Segundo o jornal, cientistas da Universidade do Sul da Califórnia, entre eles o gerontologista biomédico Valter Longo, conseguiram manipular o gene responsável pelo ritmo do envelhecimento dos seres vivos.

A experiência foi feita em seres monocelulares, dos quais foram extraídos dois genes-chave, o Sir2 e o SCH9, este último encarregado de transformar os nutrientes em energia.

Os cientistas forçaram as células a alcançar um estado "de extrema sobrevivência" ao negar-lhes acesso aos alimentos, explica o diário.

Em lugar de crescer rapidamente e mostrar sinais de envelhecimento, os organismos ficaram mais fortes e foram mais capazes de consertar os defeitos genéticos que aparecem com a idade, que freqüentemente levam ao câncer.

"Com esta manipulação genética, obtém-se uma das maiores médias de tempo de vida já descritas", ressalta o professor Longo.

"Temos razões para acreditar que este efeito se reproduz em outros organismos", acrescenta. "Agora experimentaremos com células de ratos e humanas para ver se obteremos a mesma resposta", explica.

Pesquisas anteriores demonstraram que uma restrição da dieta pode retardar a velhice em 40% do tempo em moscas, vermes e ratos, que adaptam o organismo para deter o crescimento e o envelhecimento, embora isto aconteça em detrimento da capacidade reprodutiva.

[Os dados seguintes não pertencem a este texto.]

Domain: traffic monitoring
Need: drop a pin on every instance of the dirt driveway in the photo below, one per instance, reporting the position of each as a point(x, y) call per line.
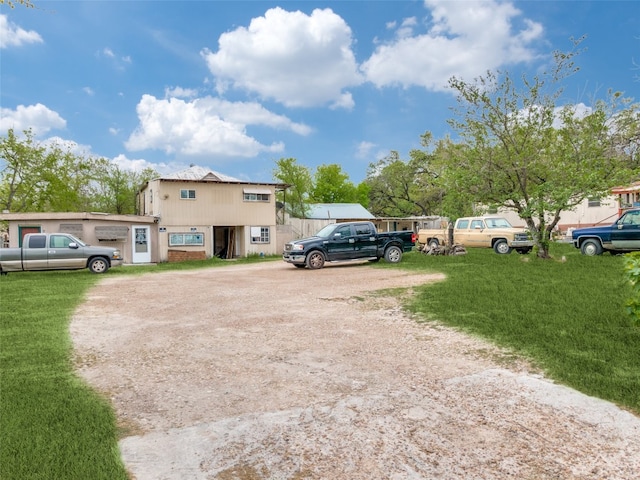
point(271, 372)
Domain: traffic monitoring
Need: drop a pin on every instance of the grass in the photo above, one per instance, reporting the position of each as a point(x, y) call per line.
point(53, 425)
point(567, 317)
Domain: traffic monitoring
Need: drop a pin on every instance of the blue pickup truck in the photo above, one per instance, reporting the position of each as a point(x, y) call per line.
point(620, 237)
point(348, 241)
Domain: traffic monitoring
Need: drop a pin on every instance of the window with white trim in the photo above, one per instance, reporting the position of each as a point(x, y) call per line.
point(184, 239)
point(186, 194)
point(256, 195)
point(260, 235)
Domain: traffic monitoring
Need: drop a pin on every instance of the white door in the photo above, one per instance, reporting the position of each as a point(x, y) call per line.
point(141, 244)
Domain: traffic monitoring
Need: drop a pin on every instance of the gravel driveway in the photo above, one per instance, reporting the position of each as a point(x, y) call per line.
point(266, 371)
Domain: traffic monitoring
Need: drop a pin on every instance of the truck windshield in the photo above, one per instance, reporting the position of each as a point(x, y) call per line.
point(78, 241)
point(497, 223)
point(326, 231)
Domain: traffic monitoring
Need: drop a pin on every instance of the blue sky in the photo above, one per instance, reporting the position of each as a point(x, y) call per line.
point(236, 85)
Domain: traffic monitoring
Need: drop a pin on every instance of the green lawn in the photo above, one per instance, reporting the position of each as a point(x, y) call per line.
point(567, 317)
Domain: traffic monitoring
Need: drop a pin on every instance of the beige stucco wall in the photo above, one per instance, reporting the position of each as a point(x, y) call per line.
point(216, 206)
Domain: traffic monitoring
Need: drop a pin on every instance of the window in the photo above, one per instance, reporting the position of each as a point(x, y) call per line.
point(256, 195)
point(59, 241)
point(176, 239)
point(260, 235)
point(343, 232)
point(37, 241)
point(363, 229)
point(187, 194)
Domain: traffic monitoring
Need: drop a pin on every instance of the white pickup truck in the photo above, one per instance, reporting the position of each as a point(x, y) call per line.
point(57, 251)
point(487, 232)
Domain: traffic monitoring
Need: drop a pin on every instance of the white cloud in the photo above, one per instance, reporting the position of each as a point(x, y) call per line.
point(118, 61)
point(364, 149)
point(180, 92)
point(139, 164)
point(13, 36)
point(296, 59)
point(464, 39)
point(38, 118)
point(205, 127)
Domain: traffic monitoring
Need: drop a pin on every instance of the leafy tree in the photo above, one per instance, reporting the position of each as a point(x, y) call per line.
point(37, 178)
point(332, 185)
point(522, 152)
point(115, 189)
point(405, 188)
point(298, 177)
point(362, 194)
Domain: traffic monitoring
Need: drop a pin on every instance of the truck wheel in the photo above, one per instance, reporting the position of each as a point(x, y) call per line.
point(393, 254)
point(315, 260)
point(591, 248)
point(98, 265)
point(501, 247)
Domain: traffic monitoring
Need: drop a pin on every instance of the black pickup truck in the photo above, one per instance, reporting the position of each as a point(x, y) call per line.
point(348, 241)
point(621, 237)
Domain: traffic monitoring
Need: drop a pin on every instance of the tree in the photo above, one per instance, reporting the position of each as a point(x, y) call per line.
point(520, 151)
point(298, 177)
point(51, 178)
point(332, 185)
point(115, 189)
point(38, 178)
point(405, 188)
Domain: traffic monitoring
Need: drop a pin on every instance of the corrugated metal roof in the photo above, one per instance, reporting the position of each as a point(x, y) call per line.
point(338, 211)
point(200, 173)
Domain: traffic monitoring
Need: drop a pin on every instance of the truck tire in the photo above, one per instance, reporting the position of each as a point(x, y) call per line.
point(393, 254)
point(591, 247)
point(98, 265)
point(315, 260)
point(501, 247)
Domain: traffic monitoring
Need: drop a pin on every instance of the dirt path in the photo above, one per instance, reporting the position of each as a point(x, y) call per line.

Os cientistas investigam agora tratamentos que podem retardar o processo de envelhecimento sem a necessidade de reduzir a ingestão de alimentos, destaca The Guardian.

"Não estamos longe de começar a pensar em desenvolver fármacos capazes de pôr o ser humano em um estado de anti-envelhecimento", assegura Longo ao jornal.

"Isso não quer dizer que vamos viver seis vezes mais, mas poderemos desacelerar o dano genético que acumulamos com a idade, o que poderia nos proteger do câncer", acrescenta.